L'abbé et les chanoines réguliers de Sainte-Geneviève, les religieux de l'ordre royal et militaire de Notre-Dame de la Merci, le général et les chanoines réguliers de la Sainte-Trinité pour la rédemption des captifs, dits Mathurins, les chanoines réguliers de Saint-Louis de la Culture, l'abbesse de Panthemont, faisaient célébrer dans leurs églises le service solennel pour le salut du Roi.
Informé de la mort du monarque dès le 11, le chapitre de Melun fit sonner toutes les cloches de son église pour l'annoncer au peuple, conformément aux prescriptions que saint Louis a posées dans sa charte de 1257: Capicerius, mortuo Rege, fratribus suis, Regina, filiis eorum, natis aut mortuis, debet pulsare cum omnibus campanis diurne;» et dans cette même église, le samedi 14 mai, une grand'messe fut chantée par l'abbé de Mauroy, chantre en dignité, pour le repos de l'âme du Roi, abbé et premier chanoine de ce chapitre.

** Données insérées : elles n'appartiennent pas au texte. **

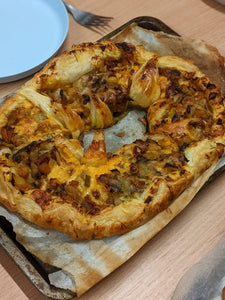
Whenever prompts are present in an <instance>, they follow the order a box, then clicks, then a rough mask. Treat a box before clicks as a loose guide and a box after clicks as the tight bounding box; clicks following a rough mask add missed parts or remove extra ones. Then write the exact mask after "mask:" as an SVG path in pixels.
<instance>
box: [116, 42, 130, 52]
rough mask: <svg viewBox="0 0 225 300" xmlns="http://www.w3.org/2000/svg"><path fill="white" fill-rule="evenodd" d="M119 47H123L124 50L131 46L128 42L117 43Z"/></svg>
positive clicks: (119, 47) (116, 45)
mask: <svg viewBox="0 0 225 300" xmlns="http://www.w3.org/2000/svg"><path fill="white" fill-rule="evenodd" d="M116 46H117V48H122V49H123V50H127V49H129V46H128V44H127V43H126V42H122V43H116Z"/></svg>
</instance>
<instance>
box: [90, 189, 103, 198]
mask: <svg viewBox="0 0 225 300" xmlns="http://www.w3.org/2000/svg"><path fill="white" fill-rule="evenodd" d="M100 195H101V194H100V192H99V191H97V190H96V191H92V196H93V197H94V198H95V199H99V198H100Z"/></svg>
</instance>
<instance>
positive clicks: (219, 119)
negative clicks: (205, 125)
mask: <svg viewBox="0 0 225 300" xmlns="http://www.w3.org/2000/svg"><path fill="white" fill-rule="evenodd" d="M216 124H217V125H221V126H222V125H223V120H222V119H221V118H219V119H218V120H217V122H216Z"/></svg>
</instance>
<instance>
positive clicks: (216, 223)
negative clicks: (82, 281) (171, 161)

Le 14 mai ramenait précisément l'anniversaire de la mort de Henri IV, et les ordres royaux, militaires et hospitaliers de Notre-Dame du Mont-Carmel et de Saint-Lazare de Jérusalem faisaient célébrer dans la chapelle du château du vieux Louvre le service annuel en commémoration du trépas du grand Henri, fondateur de l'ordre de Notre-Dame du Mont-Carmel.
Le comte de Provence, grand maître de ces mêmes ordres, voulut qu'à cette cérémonie fussent ajoutées des prières particulières à l'intention de son aïeul Louis XV.
Le 17, le cardinal de la Roche-Aymon et les religieux de son abbaye de Saint-Germain des Prés célébrèrent, pour le même motif, un service solennel auquel assistèrent beaucoup d'évêques. Le cardinal officia pontificalement.
Les 18 et 20, à Versailles, les curés et marguilliers des églises royales de Notre-Dame et de Saint-Louis firent célébrer le même office, auquel assistèrent le comte de Noailles, gouverneur de la ville, ainsi que les différents corps militaires de la maison du Roi.
Le régiment de Noailles cavalerie, en garnison à Vendôme, prit les armes le 18 et se rendit à l'église collégiale située au château et dans laquelle reposent les cendres de plusieurs princes et princesses de la maison de Bourbon, assista à l'office célébré pour le repos de l'âme de Louis XV, et fit distribuer ensuite des aumônes aux pauvres.
Le 21, conformément aux ordres et en la présence du grand prieur et de la plupart des baillis, commandeurs et chevaliers du prieuré de France, on célébra pour le même objet un service solennel dans l'église de Sainte-Marie du Temple. Cet exemple fut suivi par les grands prieurs et chanoines réguliers de l'abbaye royale de Saint-Victor de Paris, par les religieuses hospitalières de la rue Mouffetard, l'abbesse et les religieuses de l'abbaye royale du Val-de-Grâce, les curé et marguilliers de la paroisse de Saint-Sauveur, le prieuré et les dames chanoinesses du chapitre noble d'Alix en Beaujolais, etc., etc.